宮崎キャンプで松井氏(左)と話す阿部(2015年2月)

 阿部が19年間の現役生活にピリオドを打った。球史に残る名捕手を取材できる機会に恵まれたのは記者冥利に尽きるが、一方でこんな妄想もしていた。もし、阿部がメジャーでプレーしていたら――。阿部は兄貴分と慕う松井秀喜のヤンキース移籍をきっかけに米国野球に関心を持ち始めた。当時の私は巨人と並行してヤ軍所属だった松井の取材もしていて、事あるごとに「慎之助に早く来いって言っておけよ」と言われた。名将ジョー・トーリ監督も2004年に日本での親善試合で対戦した阿部を「素晴らしい技術を持った打者だ」と絶賛していた。

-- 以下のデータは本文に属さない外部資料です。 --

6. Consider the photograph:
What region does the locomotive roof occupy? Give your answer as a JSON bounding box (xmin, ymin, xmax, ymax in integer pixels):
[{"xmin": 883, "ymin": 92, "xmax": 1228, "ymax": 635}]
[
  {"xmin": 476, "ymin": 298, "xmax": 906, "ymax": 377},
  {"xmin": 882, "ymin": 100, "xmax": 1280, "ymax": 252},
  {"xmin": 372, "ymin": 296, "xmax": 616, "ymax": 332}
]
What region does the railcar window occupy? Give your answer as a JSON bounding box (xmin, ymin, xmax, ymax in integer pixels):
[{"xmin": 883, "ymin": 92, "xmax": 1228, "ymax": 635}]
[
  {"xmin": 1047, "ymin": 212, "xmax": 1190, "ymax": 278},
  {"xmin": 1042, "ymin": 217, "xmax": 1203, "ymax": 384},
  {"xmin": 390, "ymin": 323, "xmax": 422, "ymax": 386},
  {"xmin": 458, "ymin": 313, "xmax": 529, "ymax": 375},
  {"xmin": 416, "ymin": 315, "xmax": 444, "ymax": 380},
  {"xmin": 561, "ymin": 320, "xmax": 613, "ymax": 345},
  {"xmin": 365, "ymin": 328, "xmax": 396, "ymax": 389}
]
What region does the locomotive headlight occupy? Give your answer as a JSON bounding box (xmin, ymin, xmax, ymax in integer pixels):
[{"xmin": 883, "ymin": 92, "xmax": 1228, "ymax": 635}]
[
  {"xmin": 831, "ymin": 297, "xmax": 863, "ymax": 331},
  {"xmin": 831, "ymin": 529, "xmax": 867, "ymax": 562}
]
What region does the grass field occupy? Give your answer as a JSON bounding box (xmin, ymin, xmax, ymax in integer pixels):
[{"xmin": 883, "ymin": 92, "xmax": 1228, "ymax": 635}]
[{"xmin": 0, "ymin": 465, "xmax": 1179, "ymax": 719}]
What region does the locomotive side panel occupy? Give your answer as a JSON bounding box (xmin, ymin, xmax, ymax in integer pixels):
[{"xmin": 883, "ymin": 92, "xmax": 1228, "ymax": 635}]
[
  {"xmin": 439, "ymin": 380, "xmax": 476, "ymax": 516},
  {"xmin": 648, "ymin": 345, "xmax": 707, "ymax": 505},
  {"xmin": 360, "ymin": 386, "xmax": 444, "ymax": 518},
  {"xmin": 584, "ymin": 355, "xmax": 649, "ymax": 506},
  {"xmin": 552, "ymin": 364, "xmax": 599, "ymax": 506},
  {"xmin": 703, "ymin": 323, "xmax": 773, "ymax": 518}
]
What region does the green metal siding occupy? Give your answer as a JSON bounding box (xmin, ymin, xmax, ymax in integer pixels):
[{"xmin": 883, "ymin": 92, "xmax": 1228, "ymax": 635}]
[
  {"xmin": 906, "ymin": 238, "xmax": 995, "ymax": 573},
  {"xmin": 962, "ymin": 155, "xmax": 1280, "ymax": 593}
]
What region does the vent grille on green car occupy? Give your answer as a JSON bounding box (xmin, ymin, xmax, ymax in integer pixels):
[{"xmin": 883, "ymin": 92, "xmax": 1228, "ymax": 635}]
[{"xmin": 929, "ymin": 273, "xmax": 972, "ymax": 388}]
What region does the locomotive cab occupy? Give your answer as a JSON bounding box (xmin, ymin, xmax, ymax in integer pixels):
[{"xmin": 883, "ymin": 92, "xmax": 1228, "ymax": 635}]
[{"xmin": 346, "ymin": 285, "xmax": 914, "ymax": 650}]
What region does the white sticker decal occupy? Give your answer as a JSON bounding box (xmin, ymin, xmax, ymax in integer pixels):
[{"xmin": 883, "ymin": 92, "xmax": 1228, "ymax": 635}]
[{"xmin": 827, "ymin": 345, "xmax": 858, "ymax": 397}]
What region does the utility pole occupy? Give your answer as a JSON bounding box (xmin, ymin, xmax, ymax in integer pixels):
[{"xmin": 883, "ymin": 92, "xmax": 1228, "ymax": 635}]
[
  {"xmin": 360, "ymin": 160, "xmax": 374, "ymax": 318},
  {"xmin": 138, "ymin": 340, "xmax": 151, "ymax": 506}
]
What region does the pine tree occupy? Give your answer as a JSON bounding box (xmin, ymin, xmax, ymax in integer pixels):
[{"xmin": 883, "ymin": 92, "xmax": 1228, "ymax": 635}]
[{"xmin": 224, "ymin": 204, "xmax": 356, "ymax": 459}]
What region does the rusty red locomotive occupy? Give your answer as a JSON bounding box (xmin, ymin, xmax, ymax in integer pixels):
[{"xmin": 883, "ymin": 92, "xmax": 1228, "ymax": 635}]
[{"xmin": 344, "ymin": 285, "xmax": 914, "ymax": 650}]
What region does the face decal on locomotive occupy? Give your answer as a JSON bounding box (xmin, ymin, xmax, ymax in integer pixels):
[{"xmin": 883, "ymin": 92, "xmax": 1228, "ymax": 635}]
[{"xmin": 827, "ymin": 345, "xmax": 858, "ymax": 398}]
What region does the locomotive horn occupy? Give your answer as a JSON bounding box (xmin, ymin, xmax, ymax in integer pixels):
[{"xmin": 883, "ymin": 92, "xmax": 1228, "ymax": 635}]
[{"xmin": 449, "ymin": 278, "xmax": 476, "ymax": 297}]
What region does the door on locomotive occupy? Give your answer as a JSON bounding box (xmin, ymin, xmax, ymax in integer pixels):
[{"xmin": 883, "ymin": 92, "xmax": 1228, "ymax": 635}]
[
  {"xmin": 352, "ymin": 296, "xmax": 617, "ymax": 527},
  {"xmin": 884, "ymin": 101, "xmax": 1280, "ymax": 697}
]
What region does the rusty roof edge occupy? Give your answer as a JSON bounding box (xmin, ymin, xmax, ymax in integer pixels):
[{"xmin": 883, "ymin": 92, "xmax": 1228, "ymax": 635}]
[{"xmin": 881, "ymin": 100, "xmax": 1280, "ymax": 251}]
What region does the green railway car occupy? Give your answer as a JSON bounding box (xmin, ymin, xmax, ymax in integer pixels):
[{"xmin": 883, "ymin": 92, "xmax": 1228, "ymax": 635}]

 その言葉を伝えると、阿部は「おれがトーリと一緒に野球したらどうなるんだろうなあ」と、つぶやいた。夢への熱い思いは日に日に高まっていたように思う。そして日本球界を代表する捕手としての地位を確立した07年オフには「それは時期が来たら話さなきゃいけないこと」とメジャーへの思いを初めて公言。気持ちは米国行きへ傾きつつあった。

 だが、海外FA権取得を翌年に控えた09年のシーズン中、阿部は私に、こう打ち明けた。「もうメジャーで、という気持ちはないよ」。意外だった。真意を問うと「なにもメジャーが最高の舞台とは限らない。日本のプロ野球のレベルが高くなって盛り上がることが大事。その中で巨人を世界一と誇れるチームにすればいいんだ」。実際、同年オフに巨人と最大4年の長期契約を結び、メジャーへの夢を封印した。

 阿部はジャイアンツ愛を貫いた。ただ、松井もほれ込んだ打撃が、本場でどれだけ通用するのか見られなかったのは少し心残りでもある。

 現役引退後、誰もが期待するのは「阿部監督」の誕生だろう。その点は成功を確信している。根拠は阿部の過去の体験だ。「俺は中学生のころにいじめられたことがあるんだ。暴力的な生徒に毎日のように殴られたりして…。ある時、意を決して向かい合って暴力はなくなって、今では会えば普通に話をする間柄だけどね」

 明るいキャラクターで人気者の阿部がいじめを受けていたのは意外に映るかもしれない。だが、つらい経験をしているからこそ、弱い立場の人間の思いもくみ取れる。それこそが阿部の魅力なのだ。

 阿部は毎年オフに地元である千葉県浦安市の福祉施設を訪問している。「そこには様々な障害を持っている子供たちがたくさんいる。俺が施設に行くことでみんな喜んでくれるけど、実はこっちの方がみんなからパワーをもらって励まされるんだよ」。この“優しさ”こそ、人の上に立って組織を率いる時にきっと生かされるはずだ。